The ICAS Lectures

2015-1020-MOH

United States Leadership and Asia in the 21st Century

Michael O'Hanlon


ICAS Fall Symposium

October 20, 2015 1:00 PM - 6:00 PM
The Heritage Foundation Allison Auditorium
214 Massachusetts Ave NE
Washington DC 20002


Institute for Corean-American Studies, Inc.
Email: icas@icasinc.org
http://www.icasinc.org

Biographic sketch & Links: Michael O'Hanlon

United States Leadership and Asia in the 21st Century

Michael O'Hanlon
Senior Fellow, The Brookings Institution


What should the United States do about China's increased assertiveness in the South China Sea, and specifically the question of how to address its new, "reclaimed," man-made islands? This question is salient now as the United States considers sending ships near those islands, to underscore that it does not acknowledge Chinese sovereignty over them and that it certainly does not believe China can claim territorial seas 12 miles out from their shores.

The United States routinely sails ships like aircraft carriers into the South China Sea—and it should continue to do so. The U.S. Navy's role in protecting the freedom of navigation has been a huge boon to world stability and prosperity, including China's, for decades. As such, the United States should send naval ships within a couple miles of some of China’s new islands, perhaps with smaller ships in a matter-of-fact way.

The United States justifies its worldwide naval activities in support of freedom of navigation based on the 1983 Law of the Sea Convention. That Convention, which was based largely on common maritime practice, accords territorial zones and economic zones to major land masses and islands. It also allows free use of crucial straits around the world and otherwise promotes the sharing of the global maritime domain.

Even though Washington has not itself ratified the Convention, it supports these core principles and is right to do so. From the Strait of Hormuz to the Straits of Malacca to key shipping lanes in the South China Sea, everyone benefits from this public good that the United States Navy helps protect. No other nation or consortium of nations is in a position to provide the same service. China helps a little, along with a few other nations, in counter-piracy operations in the Gulf of Aden off Somalia's coast. But it is building up capacities in the South China Sea that may erode those norms and the freedom of navigation overall.

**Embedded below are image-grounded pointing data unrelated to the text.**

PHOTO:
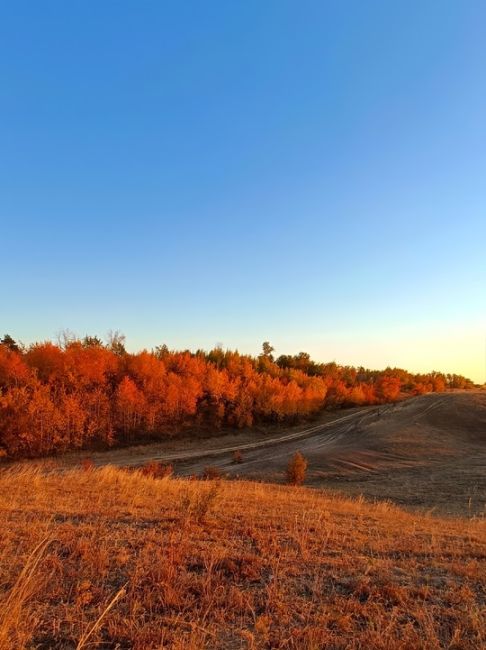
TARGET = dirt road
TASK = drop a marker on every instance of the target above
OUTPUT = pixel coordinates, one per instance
(428, 452)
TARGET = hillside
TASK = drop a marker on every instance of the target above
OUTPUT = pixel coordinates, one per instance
(425, 452)
(127, 561)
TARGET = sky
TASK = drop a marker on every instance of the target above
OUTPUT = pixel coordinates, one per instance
(308, 173)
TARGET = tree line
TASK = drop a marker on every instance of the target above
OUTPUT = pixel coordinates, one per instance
(86, 393)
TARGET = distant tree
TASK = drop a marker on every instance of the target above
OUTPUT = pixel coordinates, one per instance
(92, 342)
(267, 350)
(237, 456)
(116, 342)
(10, 343)
(296, 469)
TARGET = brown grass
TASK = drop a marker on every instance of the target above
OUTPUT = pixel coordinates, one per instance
(116, 559)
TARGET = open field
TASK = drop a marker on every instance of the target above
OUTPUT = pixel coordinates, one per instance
(123, 560)
(424, 453)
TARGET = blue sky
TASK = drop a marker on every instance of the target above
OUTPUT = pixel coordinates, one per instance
(309, 173)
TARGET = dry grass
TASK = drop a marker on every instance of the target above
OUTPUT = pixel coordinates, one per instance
(114, 559)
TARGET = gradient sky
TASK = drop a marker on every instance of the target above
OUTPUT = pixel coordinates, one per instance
(309, 173)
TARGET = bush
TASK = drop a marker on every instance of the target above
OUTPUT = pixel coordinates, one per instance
(296, 469)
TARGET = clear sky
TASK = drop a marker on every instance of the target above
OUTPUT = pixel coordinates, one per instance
(309, 173)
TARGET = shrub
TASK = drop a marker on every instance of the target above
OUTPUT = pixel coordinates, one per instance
(296, 469)
(237, 456)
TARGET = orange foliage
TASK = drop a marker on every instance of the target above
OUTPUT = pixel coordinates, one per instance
(54, 398)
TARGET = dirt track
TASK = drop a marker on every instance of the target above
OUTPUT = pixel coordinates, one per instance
(428, 452)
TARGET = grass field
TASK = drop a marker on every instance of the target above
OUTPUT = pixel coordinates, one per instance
(106, 558)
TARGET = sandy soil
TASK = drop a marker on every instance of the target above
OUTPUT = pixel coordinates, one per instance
(426, 453)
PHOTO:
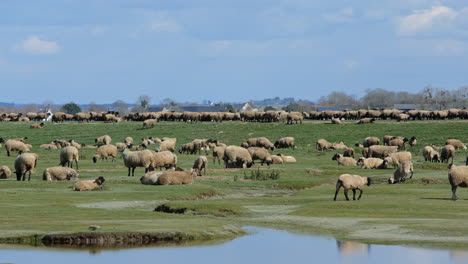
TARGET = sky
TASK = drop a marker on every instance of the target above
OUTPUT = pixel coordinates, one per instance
(227, 50)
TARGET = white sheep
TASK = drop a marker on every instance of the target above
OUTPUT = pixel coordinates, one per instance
(353, 182)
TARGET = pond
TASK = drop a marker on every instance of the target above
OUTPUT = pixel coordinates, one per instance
(261, 246)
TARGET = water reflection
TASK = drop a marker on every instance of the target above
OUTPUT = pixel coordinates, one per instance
(262, 246)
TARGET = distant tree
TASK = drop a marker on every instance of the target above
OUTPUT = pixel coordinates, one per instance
(70, 108)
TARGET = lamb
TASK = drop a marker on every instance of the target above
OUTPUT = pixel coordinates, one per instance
(14, 145)
(149, 123)
(218, 154)
(448, 151)
(5, 172)
(286, 142)
(378, 151)
(372, 163)
(322, 144)
(344, 161)
(286, 158)
(400, 174)
(200, 164)
(25, 163)
(150, 178)
(59, 174)
(458, 176)
(370, 141)
(260, 154)
(105, 151)
(353, 182)
(133, 159)
(430, 154)
(103, 140)
(400, 143)
(457, 144)
(68, 155)
(398, 157)
(237, 155)
(175, 177)
(89, 185)
(163, 159)
(41, 125)
(349, 152)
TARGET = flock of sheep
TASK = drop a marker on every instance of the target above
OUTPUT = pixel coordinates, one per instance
(363, 115)
(163, 156)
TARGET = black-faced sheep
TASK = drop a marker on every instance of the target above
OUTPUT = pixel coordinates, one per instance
(105, 151)
(89, 185)
(458, 176)
(200, 164)
(5, 172)
(353, 182)
(25, 163)
(447, 152)
(68, 155)
(344, 161)
(59, 174)
(403, 171)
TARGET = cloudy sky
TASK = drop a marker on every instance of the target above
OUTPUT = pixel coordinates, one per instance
(227, 50)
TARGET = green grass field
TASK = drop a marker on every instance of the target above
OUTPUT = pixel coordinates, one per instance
(218, 205)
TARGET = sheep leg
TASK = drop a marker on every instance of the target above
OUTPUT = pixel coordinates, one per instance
(346, 194)
(454, 190)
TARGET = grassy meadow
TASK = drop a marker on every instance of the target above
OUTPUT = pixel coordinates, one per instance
(219, 204)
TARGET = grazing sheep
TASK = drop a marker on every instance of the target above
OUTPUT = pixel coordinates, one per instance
(286, 142)
(237, 155)
(105, 151)
(175, 177)
(15, 145)
(133, 159)
(430, 154)
(400, 174)
(398, 142)
(163, 159)
(262, 154)
(458, 176)
(68, 155)
(103, 140)
(447, 152)
(353, 182)
(276, 159)
(5, 172)
(150, 178)
(344, 161)
(370, 141)
(372, 163)
(322, 144)
(457, 144)
(149, 123)
(89, 185)
(286, 158)
(200, 164)
(25, 163)
(398, 157)
(349, 152)
(59, 174)
(378, 151)
(366, 120)
(41, 125)
(218, 154)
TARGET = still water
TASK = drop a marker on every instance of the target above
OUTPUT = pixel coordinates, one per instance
(261, 246)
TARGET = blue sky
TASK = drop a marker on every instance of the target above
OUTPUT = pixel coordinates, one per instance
(227, 50)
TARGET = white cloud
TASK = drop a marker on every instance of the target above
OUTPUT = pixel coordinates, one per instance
(342, 16)
(426, 20)
(37, 46)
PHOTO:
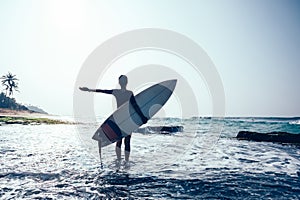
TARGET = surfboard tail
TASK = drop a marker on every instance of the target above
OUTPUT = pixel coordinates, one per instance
(100, 137)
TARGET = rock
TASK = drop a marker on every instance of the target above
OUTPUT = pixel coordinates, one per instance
(281, 137)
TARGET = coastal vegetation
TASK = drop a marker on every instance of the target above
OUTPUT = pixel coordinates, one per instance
(29, 120)
(12, 112)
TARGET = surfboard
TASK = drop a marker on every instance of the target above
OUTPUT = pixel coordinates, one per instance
(126, 119)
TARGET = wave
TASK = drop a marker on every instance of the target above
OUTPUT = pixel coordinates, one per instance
(160, 129)
(296, 122)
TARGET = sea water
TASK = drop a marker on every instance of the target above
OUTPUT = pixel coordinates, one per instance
(205, 161)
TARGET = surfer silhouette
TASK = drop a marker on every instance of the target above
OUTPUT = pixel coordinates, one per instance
(122, 96)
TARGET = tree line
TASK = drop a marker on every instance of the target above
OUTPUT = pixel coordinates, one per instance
(10, 84)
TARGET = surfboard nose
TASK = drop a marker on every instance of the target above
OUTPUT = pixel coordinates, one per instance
(170, 84)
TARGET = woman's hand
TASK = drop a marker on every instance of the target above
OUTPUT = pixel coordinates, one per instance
(84, 89)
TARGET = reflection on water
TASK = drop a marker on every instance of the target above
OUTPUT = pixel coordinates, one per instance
(60, 161)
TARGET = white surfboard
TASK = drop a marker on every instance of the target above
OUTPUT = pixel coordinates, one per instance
(126, 119)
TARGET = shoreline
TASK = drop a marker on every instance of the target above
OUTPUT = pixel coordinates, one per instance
(24, 117)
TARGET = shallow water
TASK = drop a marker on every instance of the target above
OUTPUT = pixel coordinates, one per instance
(60, 161)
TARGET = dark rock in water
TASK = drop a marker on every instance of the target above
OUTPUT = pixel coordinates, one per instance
(160, 129)
(281, 137)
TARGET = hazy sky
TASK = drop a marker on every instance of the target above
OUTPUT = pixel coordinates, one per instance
(255, 46)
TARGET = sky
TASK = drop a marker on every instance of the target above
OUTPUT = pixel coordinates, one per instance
(254, 46)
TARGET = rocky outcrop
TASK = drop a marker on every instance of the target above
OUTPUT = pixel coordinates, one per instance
(281, 137)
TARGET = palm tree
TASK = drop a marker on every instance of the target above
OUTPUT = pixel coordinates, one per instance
(9, 81)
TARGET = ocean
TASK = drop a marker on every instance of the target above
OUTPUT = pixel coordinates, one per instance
(204, 161)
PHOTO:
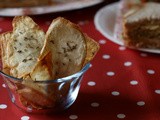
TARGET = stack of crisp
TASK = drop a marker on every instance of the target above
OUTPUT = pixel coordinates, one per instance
(141, 23)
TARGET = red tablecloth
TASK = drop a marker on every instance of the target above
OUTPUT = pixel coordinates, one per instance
(121, 84)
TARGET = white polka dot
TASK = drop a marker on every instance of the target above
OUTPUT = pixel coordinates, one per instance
(3, 106)
(133, 82)
(141, 103)
(122, 48)
(47, 22)
(106, 56)
(90, 65)
(102, 41)
(73, 117)
(95, 104)
(157, 91)
(121, 116)
(127, 63)
(150, 71)
(91, 83)
(115, 93)
(25, 118)
(4, 85)
(143, 54)
(110, 73)
(29, 109)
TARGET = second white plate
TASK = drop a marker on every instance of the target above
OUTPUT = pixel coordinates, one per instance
(105, 20)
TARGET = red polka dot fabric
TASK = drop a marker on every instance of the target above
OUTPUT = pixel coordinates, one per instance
(121, 84)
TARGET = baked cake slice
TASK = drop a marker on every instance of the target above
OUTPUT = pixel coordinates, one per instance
(141, 26)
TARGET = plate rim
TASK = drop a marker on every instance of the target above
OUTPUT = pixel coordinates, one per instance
(57, 7)
(111, 38)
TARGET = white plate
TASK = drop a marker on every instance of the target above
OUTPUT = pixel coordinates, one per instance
(56, 7)
(105, 20)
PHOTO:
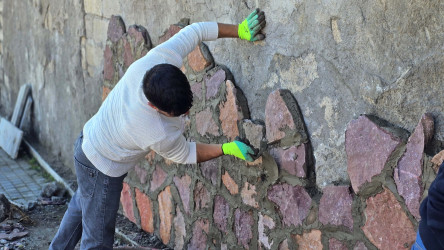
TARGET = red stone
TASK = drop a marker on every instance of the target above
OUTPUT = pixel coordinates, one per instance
(230, 184)
(311, 240)
(108, 66)
(201, 196)
(387, 226)
(172, 30)
(145, 207)
(335, 207)
(282, 114)
(128, 57)
(126, 198)
(183, 185)
(200, 231)
(210, 170)
(248, 194)
(105, 92)
(230, 112)
(197, 60)
(205, 123)
(213, 83)
(334, 244)
(141, 173)
(265, 221)
(408, 173)
(243, 223)
(368, 148)
(159, 177)
(293, 202)
(179, 229)
(116, 28)
(293, 160)
(165, 214)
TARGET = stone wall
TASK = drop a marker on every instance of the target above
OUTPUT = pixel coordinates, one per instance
(273, 202)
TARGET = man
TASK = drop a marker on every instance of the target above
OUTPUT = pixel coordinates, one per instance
(430, 233)
(141, 113)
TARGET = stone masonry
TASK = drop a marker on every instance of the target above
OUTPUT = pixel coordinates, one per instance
(273, 203)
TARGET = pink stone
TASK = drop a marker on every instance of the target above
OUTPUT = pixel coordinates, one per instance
(265, 221)
(334, 244)
(281, 114)
(108, 67)
(360, 246)
(368, 148)
(293, 202)
(145, 207)
(311, 240)
(126, 198)
(387, 226)
(200, 231)
(141, 173)
(165, 214)
(159, 177)
(172, 30)
(210, 170)
(183, 185)
(248, 194)
(116, 28)
(230, 184)
(196, 88)
(221, 213)
(197, 60)
(335, 207)
(254, 133)
(243, 223)
(230, 112)
(293, 160)
(205, 123)
(214, 82)
(408, 173)
(179, 229)
(201, 196)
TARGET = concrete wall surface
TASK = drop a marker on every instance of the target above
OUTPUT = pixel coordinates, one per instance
(323, 63)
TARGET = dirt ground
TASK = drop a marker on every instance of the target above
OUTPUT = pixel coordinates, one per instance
(42, 221)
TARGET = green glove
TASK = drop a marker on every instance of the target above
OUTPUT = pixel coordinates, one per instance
(250, 27)
(239, 148)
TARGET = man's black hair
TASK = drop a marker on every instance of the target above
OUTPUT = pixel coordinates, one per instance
(166, 87)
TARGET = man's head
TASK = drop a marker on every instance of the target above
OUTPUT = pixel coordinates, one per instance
(168, 89)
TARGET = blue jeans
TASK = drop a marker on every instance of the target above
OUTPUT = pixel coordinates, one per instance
(418, 245)
(92, 211)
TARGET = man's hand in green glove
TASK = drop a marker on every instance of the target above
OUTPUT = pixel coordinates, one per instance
(250, 27)
(240, 148)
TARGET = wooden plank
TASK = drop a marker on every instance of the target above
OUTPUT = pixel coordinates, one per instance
(26, 112)
(20, 104)
(10, 138)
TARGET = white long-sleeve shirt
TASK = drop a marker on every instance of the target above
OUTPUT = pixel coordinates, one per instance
(126, 128)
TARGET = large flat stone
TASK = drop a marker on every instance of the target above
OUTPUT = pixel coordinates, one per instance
(183, 186)
(368, 148)
(408, 173)
(283, 119)
(243, 226)
(165, 214)
(292, 159)
(293, 202)
(387, 225)
(335, 207)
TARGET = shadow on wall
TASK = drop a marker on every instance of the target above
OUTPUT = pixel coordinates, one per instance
(227, 203)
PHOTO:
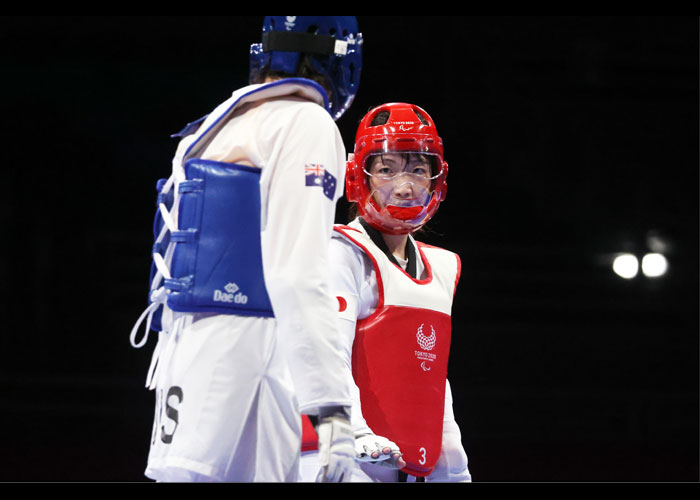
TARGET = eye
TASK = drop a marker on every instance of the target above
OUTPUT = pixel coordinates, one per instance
(421, 171)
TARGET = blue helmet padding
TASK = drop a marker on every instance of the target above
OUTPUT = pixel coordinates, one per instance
(341, 69)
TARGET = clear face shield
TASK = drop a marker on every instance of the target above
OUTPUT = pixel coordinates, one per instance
(402, 187)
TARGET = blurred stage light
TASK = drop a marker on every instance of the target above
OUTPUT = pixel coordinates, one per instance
(654, 265)
(626, 265)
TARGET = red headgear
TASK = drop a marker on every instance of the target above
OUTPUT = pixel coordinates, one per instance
(397, 128)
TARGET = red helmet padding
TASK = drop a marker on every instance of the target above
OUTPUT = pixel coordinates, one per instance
(408, 129)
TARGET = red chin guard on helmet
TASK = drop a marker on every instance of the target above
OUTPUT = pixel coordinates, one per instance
(395, 128)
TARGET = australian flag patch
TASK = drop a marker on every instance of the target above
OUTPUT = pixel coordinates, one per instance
(316, 175)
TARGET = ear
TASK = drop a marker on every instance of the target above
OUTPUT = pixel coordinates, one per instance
(353, 180)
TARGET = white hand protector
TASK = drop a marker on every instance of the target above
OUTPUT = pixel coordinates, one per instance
(377, 449)
(336, 449)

The best guideline for U.S. future maritime patrols in the South China Sea is to think of these islands in the way China is apparently intending to use them (even though President Xi Jinping said in Washington last month that they would not be militarized)—as unsinkable aircraft carriers, nothing more and nothing less.

As part of President Obama’s Asia-Pacific rebalance strategy, the United States has committed to deploy more military capability to the region. It has announced the intention to increase the fraction of the U.S. Navy oriented towards the Asia-Pacific region from the historical norm of 50 percent to 60 percent by 2020. This is a reasonable, balanced, modest change about which Washington has been appropriately transparent. Provided China explains its new military buildup in the region in the same sort of way, and keeps it similarly modest in scale, we have nothing much to complain about.

But that is a conditional statement. It depends on China’s behavior, and the scale of its ambitions. Some signs are worrisome. Beijing’s claim of a "nine-dash line" that would treat most of the South China Sea and its islands (natural as well as manmade) as a Chinese lake is unacceptable. The notion that China can build islands that then give it effective ownership of the nearby seas is also unacceptable. The United States needs to be clear on this point, in an understated but firm way.

We can be flexible on some matters in the South China Sea. And the U.S. Navy should be as non-dramatic, safe, and careful in its freedom of navigation activities as possible. Yet there can be little doubt that, given the importance of the sea lanes to global commerce, the United States must uphold its commitment to the basic notion that the South China Sea is for all to use, and that reclaimed sand bars and shoals cannot change that fact.